We tested that herb out before I got here on a few of the stronger betas in our pack, including Malachi, and they all got ill and couldn’t shift, couldn’t fight very well when Wyatt took pleasure in laying beatings on them. Wyatt refused to risk it by trying the herb himself, so we didn’t know how it would work on an alpha.

Three times in the diner, I’ve slipped that herb mixture in local shifters’ desserts. The pie has been a good decoy because the herb is sweet, too. And the dessert case is by the cash register so not served by the kitchen. Waitresses slice, dress with toppings, and serve it and I’ve put the herb mixture on top before I dress the pie with the whipped cream and a cherry.
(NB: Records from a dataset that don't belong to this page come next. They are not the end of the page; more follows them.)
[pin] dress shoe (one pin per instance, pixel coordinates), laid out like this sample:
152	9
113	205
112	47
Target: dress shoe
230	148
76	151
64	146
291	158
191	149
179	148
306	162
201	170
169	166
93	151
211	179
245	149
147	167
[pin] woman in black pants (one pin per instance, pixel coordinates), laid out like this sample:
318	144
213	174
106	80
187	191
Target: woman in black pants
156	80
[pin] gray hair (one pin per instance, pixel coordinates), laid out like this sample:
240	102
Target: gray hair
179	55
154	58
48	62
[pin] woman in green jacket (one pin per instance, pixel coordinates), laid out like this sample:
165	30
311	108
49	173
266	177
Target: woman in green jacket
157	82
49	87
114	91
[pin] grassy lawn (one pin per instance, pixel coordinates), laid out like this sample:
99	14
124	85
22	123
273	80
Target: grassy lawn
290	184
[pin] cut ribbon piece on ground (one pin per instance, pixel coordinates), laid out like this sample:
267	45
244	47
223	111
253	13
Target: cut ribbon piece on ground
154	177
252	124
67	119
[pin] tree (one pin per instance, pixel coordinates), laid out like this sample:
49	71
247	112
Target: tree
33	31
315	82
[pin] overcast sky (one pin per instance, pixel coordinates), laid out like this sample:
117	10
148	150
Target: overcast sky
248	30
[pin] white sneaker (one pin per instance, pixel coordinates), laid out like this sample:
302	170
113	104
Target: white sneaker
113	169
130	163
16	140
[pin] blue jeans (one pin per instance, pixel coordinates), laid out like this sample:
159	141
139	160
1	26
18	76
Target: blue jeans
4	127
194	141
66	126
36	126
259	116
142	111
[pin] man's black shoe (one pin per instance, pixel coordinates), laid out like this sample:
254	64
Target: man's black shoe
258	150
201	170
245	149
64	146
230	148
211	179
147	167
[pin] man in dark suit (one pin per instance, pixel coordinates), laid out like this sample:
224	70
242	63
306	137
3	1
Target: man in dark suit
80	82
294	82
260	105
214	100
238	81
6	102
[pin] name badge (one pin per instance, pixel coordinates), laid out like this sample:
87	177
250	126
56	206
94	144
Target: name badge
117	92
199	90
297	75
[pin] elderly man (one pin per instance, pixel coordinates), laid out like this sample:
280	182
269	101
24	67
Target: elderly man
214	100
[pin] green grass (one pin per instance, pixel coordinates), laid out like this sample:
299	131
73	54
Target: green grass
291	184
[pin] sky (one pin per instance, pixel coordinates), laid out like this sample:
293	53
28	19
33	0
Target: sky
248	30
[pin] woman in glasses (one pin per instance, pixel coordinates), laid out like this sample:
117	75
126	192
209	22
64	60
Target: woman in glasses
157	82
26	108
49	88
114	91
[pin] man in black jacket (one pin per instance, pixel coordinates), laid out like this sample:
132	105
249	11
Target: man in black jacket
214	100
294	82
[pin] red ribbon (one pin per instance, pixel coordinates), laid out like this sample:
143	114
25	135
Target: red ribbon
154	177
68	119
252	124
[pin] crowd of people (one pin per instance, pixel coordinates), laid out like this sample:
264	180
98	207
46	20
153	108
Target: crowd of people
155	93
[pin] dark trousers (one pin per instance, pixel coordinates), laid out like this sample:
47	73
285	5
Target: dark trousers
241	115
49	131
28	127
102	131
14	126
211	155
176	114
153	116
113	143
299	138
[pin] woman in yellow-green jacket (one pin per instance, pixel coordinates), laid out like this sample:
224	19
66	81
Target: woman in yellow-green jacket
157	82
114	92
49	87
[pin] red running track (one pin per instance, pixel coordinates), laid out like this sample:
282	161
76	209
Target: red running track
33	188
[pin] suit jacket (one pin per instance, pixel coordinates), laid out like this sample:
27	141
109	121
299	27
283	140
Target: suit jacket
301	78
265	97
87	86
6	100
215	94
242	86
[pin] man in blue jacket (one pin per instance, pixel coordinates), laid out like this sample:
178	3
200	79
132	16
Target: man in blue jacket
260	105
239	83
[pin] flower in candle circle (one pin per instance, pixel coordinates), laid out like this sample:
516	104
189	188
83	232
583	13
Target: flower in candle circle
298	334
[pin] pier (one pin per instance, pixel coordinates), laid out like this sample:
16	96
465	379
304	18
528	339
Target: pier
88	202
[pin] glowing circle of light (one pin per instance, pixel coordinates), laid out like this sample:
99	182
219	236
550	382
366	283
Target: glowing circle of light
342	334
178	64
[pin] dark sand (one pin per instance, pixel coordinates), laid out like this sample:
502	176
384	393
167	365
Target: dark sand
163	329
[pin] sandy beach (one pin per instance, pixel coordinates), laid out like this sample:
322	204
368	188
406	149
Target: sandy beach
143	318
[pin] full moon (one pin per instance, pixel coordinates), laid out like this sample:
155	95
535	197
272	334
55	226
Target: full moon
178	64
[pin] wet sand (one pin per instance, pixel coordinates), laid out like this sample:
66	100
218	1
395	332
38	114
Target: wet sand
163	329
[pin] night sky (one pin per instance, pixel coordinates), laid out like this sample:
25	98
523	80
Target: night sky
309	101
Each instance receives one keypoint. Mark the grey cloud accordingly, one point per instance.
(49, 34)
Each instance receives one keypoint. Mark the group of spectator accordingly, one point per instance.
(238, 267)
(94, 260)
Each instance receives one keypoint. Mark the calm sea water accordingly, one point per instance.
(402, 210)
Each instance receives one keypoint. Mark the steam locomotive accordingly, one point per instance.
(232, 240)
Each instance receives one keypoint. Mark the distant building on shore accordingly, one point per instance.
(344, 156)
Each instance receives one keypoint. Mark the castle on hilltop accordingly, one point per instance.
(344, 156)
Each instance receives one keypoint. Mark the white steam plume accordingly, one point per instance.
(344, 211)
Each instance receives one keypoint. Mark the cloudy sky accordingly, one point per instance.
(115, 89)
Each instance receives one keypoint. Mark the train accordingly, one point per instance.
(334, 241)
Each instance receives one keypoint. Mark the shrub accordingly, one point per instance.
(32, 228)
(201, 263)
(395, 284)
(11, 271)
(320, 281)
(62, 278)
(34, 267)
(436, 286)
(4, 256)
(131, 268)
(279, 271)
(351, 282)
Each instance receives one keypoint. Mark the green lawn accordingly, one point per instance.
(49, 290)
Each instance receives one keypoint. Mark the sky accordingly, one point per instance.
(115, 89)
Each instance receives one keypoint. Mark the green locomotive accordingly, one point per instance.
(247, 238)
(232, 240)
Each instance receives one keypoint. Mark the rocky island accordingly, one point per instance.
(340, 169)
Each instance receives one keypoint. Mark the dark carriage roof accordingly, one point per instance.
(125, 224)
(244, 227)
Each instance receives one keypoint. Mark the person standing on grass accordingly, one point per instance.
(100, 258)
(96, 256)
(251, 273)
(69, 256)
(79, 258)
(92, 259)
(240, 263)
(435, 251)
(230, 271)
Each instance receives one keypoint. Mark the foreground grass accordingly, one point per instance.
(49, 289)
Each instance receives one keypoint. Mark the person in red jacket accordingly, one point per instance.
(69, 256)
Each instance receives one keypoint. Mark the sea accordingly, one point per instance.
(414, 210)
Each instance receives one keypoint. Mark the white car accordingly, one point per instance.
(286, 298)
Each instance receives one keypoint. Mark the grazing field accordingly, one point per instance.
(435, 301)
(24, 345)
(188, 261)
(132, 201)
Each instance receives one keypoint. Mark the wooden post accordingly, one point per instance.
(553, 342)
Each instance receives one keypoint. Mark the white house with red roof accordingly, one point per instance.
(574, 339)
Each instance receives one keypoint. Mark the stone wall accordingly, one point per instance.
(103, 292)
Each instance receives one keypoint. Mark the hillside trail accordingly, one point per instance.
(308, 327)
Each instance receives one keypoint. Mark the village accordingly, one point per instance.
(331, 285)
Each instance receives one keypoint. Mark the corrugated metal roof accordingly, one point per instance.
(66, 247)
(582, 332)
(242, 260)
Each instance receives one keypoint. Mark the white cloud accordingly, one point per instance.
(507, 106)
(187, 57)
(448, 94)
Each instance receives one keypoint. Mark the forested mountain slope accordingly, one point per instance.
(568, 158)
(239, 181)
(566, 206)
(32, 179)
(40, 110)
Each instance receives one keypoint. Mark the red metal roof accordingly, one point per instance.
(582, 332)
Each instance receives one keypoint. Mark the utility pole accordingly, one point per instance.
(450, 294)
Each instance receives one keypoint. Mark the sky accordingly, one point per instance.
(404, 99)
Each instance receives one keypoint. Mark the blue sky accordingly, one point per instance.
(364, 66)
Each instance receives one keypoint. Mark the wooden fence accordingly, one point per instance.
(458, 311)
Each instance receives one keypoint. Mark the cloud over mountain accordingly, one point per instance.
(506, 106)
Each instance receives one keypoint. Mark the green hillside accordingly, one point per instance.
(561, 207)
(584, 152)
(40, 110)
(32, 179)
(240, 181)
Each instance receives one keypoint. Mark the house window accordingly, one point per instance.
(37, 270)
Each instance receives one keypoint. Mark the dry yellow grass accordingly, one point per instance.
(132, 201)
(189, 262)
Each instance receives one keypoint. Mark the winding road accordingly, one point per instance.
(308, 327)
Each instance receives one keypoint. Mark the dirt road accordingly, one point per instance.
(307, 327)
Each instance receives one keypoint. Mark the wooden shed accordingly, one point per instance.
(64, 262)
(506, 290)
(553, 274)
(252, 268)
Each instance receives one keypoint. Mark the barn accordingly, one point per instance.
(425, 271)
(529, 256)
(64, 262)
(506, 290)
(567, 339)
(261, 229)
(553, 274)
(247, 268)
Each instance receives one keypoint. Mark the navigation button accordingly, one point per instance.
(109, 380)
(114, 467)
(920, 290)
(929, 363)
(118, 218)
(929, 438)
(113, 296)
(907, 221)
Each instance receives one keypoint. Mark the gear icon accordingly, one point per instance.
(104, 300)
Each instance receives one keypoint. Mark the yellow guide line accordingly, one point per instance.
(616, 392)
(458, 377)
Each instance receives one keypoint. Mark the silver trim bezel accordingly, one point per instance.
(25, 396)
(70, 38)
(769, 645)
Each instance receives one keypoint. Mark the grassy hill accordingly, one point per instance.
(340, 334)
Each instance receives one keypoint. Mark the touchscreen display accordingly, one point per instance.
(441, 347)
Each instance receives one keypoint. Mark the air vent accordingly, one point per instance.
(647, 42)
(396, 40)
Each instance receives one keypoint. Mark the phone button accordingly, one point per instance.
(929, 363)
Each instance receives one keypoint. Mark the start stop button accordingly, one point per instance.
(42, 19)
I don’t know if it affects alphas the way it affected betas in our pack, but luckily before I gave Jimmy back the rest of the herb, I put some aside, disguised the scent in my suitcase under the lining. I figured if Mal gets into Wyatt’s inner circle and gets to shift more, gets stronger, I could serve it to Wyatt ahead of a battle.

Wyatt saw me taking extra care with nursing Mal back to health after Wyatt beat him, so dangled Mal like a carrot for me, assuming I was crushing on him. He told me maybe he’d pair us up when I got back. If I succeed with my mission.

I’ve failed epically and I’d expect to be viewed as an enemy to this pack. But instead of hurting me, instead of making an example of me in the public square like Wyatt would’ve done, this alpha has taken me home, saying he’ll make me his. He’s carried me. Not dragged me by my hair. He gave me his shirt, so I was shielded from the cold in that cell.

I’ll have to do whatever he demands, obviously, and hope I won’t be murdered afterwards. It has occurred to me that maybe he thinks I’m just a dumb woman who will get on all fours for him hoping he genuinely wants me as a mate when really, he’s just going to have his way without a fight and then plans to throw me back in that cell and torture me into telling him what he wants to know. But that doesn’t compute because of everything I’ve seen since he walked me out of that cell and faced-off with the other alphas.

They didn’t act like angry apes. They acted like friends. I even addressed them all directly, having the nerve to ask what I smelled like to them. Nobody reprimanded me for it.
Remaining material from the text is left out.